Corrado explained that you can make Verdicchio dei Castelli di Jesi from any of about 30 villages in the area, except of course Jesi itself! For the last few years he hasn’t bothered seeking certification for the Terre Silvate bottling, avoiding getting into the politics to concentrate on making what he deems to be a good wine.
Pointing to the castles dotting the landscape, he explained that Le Marche is almost the opposite of France, as here the towns sit on the top of hills with the vineyards spanning the lower slopes. For this reason he always seeks higher plots with a good exposition.
The vineyard in San Michele is 350 metres above sea level and exposed full south. It has compact, poor soils that are littered with marine deposits. The area around Cupramontana used to be a sea and Corrado thinks the salty note one finds in the best examples of Verdicchio come from this. The new parts of the vineyard are planted in Albarello as Corrado believes in this time of global warming it can force the plant to produce less, yielding more concentrated and complex fruit.
We then headed into the cantina to taste. Corrado’s grandfather bought the building in the early 1900′s and it was an old-school yet pretty cool set up, the whole thing full of these massive old concrete vats that are still in use for fermentation and ageing today.
We tried for the first time Corrado’s sfuso, which is made up of the pressings from the three whites and the fruit that doesn’t make it into the Terre Silvate. Crisp, nutty and cloudy, what it lacks in complexity it makes up for in charm and sheer drinkability. It’s an absolute no-brainer but understandably most goes to thirsty locals who arrive in packs to get their fill when it is ready. We’ll do our best to get a little of the 2014 to the UK next year.
Another highlight was a 2013 Gli Eremi from vat. This is their single vineyard, old vine Verdicchio and it was positively shimmering, a really expressive wine from what Corrado says is a classic year. We then took a look at a few of the wines in the making from this year.
What was most surprising about this lot was just how pristine and clean they were. While some were still fizzing with the buzz of fermentation, everything we tasted was fresh and detailed, remarkably composed for wines that had still been grapes on the vine a matter of weeks ago. Before heading home for a quick snooze before dinner showed us the setup for making his solera wine, outside exposed to the elements, he’s been playing around with this since 1999 and the results are a wine deep, nutty and saline.
That evening we headed to a local trattoria and ate very well indeed.
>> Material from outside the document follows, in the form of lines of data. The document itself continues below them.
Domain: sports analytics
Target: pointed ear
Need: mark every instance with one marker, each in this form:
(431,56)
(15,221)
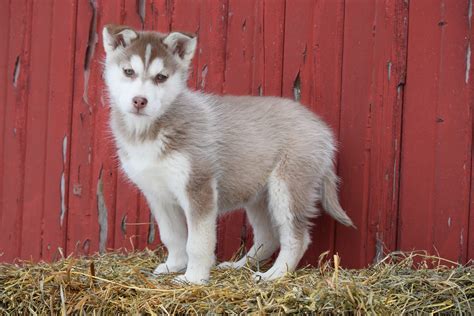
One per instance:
(115,36)
(181,45)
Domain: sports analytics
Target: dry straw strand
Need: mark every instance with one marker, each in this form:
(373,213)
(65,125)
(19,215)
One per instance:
(122,282)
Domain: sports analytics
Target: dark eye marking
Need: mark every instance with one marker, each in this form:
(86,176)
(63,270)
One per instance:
(160,78)
(129,72)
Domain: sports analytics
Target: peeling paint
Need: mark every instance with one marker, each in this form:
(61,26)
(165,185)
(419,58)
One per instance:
(151,230)
(102,214)
(468,62)
(16,70)
(90,48)
(297,88)
(389,69)
(123,225)
(378,249)
(203,77)
(77,189)
(86,246)
(141,10)
(63,184)
(469,13)
(64,149)
(62,199)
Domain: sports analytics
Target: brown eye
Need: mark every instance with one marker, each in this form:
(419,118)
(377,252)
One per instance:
(160,78)
(128,72)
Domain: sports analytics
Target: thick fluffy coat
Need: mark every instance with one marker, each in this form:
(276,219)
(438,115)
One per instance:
(195,155)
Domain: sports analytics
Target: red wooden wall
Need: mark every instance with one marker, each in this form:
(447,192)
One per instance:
(392,77)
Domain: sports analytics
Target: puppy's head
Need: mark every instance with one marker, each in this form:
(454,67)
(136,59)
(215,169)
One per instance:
(145,71)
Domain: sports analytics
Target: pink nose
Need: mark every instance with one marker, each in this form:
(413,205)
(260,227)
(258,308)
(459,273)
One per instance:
(139,102)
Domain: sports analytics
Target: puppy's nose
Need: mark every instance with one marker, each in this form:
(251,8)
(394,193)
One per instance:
(139,102)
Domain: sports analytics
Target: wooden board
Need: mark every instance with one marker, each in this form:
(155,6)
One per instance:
(437,132)
(393,80)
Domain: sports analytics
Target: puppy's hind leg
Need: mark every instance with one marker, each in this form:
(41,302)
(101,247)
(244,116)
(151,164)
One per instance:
(173,234)
(293,235)
(265,240)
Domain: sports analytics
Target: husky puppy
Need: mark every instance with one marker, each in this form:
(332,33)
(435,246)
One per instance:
(196,155)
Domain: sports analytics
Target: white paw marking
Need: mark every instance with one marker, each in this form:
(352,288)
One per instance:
(184,279)
(231,265)
(164,268)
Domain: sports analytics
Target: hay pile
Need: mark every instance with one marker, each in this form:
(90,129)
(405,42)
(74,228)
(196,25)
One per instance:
(121,283)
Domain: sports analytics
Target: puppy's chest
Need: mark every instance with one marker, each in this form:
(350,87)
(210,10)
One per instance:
(152,172)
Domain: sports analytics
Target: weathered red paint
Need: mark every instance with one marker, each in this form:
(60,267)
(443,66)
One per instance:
(437,131)
(390,77)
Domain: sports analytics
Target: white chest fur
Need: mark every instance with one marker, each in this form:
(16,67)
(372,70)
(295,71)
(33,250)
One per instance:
(164,177)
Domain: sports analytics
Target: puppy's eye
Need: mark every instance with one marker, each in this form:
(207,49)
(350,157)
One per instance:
(160,78)
(128,72)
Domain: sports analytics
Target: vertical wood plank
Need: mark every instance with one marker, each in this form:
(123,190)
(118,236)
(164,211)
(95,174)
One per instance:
(437,131)
(127,231)
(82,224)
(470,82)
(104,166)
(273,31)
(35,137)
(237,80)
(5,80)
(386,105)
(328,31)
(355,141)
(14,140)
(58,129)
(185,18)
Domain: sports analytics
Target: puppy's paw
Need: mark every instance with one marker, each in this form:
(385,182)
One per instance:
(164,268)
(270,275)
(227,265)
(185,279)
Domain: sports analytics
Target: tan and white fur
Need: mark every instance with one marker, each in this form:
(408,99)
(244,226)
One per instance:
(195,156)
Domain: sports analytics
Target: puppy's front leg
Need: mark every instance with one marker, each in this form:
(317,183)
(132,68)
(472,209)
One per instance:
(201,217)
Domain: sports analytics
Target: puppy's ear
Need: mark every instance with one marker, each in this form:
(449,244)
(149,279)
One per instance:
(181,45)
(115,36)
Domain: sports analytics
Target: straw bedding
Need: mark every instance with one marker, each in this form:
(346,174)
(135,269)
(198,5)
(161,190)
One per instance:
(116,282)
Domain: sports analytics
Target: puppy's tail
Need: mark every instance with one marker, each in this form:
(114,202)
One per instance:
(330,200)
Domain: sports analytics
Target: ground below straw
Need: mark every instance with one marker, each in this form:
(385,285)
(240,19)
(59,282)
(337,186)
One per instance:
(122,283)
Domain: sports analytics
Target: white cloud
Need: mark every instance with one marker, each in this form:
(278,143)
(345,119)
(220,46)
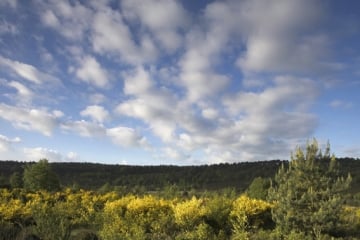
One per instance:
(8,28)
(27,71)
(209,113)
(95,112)
(163,18)
(30,119)
(22,90)
(5,143)
(125,137)
(11,3)
(37,153)
(91,72)
(111,36)
(138,82)
(71,20)
(280,37)
(341,104)
(97,98)
(84,128)
(50,19)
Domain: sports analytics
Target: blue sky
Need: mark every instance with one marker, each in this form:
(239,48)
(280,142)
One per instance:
(177,82)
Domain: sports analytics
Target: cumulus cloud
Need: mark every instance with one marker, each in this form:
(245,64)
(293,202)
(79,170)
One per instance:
(26,71)
(340,104)
(110,35)
(5,142)
(11,3)
(125,137)
(23,92)
(84,128)
(30,119)
(37,153)
(91,72)
(163,18)
(279,36)
(95,112)
(8,28)
(70,20)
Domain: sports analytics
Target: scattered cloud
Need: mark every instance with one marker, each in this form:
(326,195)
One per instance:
(25,94)
(84,128)
(125,137)
(37,153)
(30,119)
(111,36)
(91,72)
(96,113)
(5,142)
(233,81)
(8,28)
(27,72)
(164,26)
(341,104)
(71,20)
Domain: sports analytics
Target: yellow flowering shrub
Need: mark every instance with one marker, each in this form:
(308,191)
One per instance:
(247,213)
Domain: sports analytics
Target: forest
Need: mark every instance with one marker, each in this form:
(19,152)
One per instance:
(313,196)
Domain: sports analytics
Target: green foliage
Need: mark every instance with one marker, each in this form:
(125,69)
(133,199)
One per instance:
(40,176)
(16,180)
(307,194)
(259,188)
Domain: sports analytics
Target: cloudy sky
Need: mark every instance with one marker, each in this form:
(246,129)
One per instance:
(177,82)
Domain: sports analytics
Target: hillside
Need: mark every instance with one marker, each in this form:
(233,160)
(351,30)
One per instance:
(206,177)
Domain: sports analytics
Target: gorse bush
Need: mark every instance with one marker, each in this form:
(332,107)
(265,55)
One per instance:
(62,215)
(304,202)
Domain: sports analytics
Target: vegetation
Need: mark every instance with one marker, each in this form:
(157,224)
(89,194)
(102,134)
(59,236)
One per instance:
(307,194)
(305,199)
(40,176)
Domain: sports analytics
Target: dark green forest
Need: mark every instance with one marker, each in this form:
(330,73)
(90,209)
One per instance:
(236,176)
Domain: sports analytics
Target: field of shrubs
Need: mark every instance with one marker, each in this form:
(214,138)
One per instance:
(80,214)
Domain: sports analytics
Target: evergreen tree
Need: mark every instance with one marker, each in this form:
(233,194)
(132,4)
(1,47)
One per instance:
(40,176)
(258,188)
(307,193)
(16,180)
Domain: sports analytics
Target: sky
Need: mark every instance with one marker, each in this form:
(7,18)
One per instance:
(160,82)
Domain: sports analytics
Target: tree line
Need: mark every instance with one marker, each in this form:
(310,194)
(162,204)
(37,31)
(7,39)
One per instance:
(304,200)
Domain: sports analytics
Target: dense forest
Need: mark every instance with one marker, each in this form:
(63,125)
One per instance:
(314,196)
(238,176)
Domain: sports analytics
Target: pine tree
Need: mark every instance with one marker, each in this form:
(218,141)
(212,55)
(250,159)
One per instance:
(307,194)
(40,176)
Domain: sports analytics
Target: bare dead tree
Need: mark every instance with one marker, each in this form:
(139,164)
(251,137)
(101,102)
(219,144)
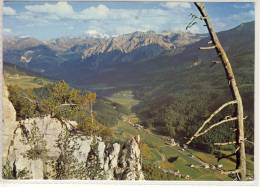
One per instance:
(237,100)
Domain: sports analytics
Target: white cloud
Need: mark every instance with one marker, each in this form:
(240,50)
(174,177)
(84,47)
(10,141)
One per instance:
(59,10)
(8,11)
(96,34)
(171,5)
(243,5)
(98,12)
(7,30)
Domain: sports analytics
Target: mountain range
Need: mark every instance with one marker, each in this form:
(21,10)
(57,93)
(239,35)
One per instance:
(91,52)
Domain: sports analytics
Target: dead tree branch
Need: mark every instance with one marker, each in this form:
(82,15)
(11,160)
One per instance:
(225,143)
(207,48)
(217,124)
(241,155)
(209,119)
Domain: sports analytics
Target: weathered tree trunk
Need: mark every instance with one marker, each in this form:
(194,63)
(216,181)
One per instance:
(240,155)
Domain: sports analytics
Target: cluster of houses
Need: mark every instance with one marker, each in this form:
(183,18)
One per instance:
(207,166)
(138,126)
(177,174)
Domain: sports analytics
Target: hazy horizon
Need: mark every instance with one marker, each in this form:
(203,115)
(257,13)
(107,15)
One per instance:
(50,20)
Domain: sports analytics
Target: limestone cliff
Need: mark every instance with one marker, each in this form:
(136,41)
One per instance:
(47,148)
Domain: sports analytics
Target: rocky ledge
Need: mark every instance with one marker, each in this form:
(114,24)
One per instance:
(47,148)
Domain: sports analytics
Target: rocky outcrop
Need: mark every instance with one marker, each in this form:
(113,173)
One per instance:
(46,148)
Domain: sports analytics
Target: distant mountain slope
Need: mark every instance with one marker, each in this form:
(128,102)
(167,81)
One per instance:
(51,57)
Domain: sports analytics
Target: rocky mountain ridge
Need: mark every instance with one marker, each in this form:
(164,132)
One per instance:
(41,56)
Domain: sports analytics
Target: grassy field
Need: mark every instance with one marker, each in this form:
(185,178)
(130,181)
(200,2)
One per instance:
(25,81)
(156,151)
(125,98)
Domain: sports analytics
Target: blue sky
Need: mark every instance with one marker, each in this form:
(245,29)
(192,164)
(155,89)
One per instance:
(48,20)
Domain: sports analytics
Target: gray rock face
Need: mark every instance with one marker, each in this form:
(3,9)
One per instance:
(9,122)
(46,148)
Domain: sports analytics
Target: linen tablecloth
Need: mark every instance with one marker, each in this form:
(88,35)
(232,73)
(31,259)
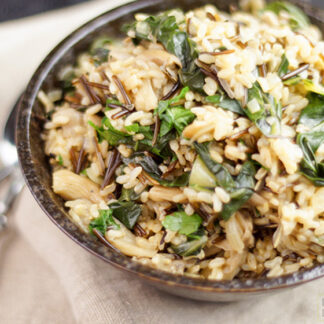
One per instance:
(47,278)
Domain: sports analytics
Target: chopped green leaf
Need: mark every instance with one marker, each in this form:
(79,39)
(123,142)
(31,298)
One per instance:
(165,30)
(264,110)
(221,174)
(104,221)
(313,114)
(182,223)
(309,143)
(297,17)
(312,117)
(126,212)
(283,67)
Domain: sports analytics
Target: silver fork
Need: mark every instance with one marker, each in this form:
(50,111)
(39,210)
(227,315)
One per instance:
(15,186)
(9,159)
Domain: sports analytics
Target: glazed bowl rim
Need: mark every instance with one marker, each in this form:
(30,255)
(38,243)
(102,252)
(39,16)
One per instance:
(29,170)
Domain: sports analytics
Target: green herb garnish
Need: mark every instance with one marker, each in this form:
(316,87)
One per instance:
(164,29)
(297,19)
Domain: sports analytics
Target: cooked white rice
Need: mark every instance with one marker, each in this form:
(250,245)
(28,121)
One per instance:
(280,228)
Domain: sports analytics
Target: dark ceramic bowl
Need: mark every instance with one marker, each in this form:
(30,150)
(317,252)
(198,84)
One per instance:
(38,176)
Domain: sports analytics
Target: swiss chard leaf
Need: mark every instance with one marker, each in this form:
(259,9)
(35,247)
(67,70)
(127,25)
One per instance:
(312,117)
(127,212)
(310,168)
(313,114)
(263,109)
(283,67)
(164,29)
(297,17)
(182,223)
(226,103)
(128,195)
(222,175)
(104,221)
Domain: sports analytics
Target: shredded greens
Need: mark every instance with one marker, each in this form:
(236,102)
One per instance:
(182,223)
(164,29)
(264,110)
(297,19)
(283,67)
(313,118)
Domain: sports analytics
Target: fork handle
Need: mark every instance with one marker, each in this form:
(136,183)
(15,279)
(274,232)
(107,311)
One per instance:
(15,187)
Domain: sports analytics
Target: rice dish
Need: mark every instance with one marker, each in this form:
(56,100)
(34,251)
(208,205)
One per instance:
(195,144)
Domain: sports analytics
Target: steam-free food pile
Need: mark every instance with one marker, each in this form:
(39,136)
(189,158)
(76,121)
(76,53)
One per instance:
(195,145)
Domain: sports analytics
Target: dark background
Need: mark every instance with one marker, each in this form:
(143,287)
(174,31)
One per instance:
(11,9)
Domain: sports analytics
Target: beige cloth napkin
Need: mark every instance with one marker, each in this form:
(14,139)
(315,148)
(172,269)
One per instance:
(47,278)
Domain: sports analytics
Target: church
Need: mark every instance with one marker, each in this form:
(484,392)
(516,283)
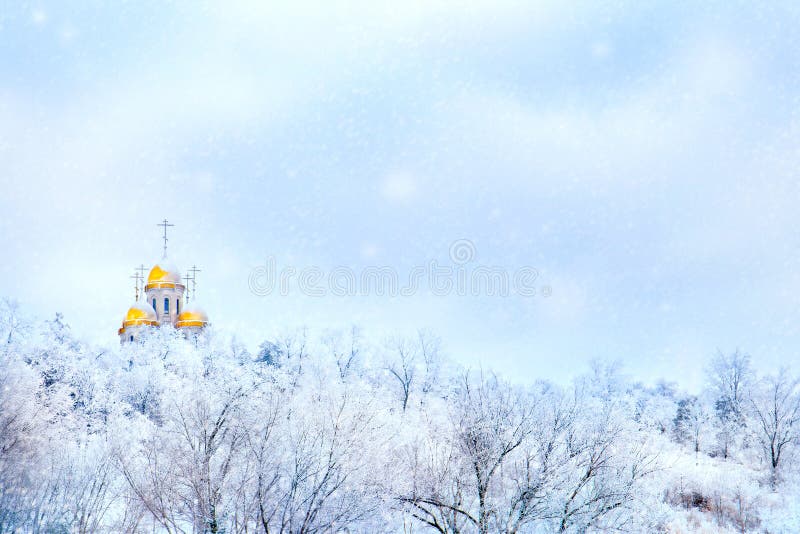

A simple dish of gnocchi with tomatoes, some excellent tagliatelle with duck ragu and plates of rabbit in the style of porchetta, heady with wild fennel, which really stole the show. To wash them down Corrado went deep into his cellar, and we were lucky enough to try a 2001 Terre Silvate, which was of course amongst the first La Distesa wines made. In drinking this alongside a 2007 and the current release 2013 we were able to track not only the evolution of his winemaking but also the ability the Verdicchio grape has to age.
A 2010 Gli Eremi was in splendid form and it confirmed our impression of the 2012 and 2013 vintages of the wine tasted earlier in the day and Corrado’s note that it is only after a couple of years that his wines truly begin to sing. We look forward to the 2012 arriving in the new year, compact and mineral, it will be great to follow it over the coming months.
Our time in Le Marche was short and sweet, but we look forward to welcoming Corrado and Valeria to London in the new year to introduce them to you all.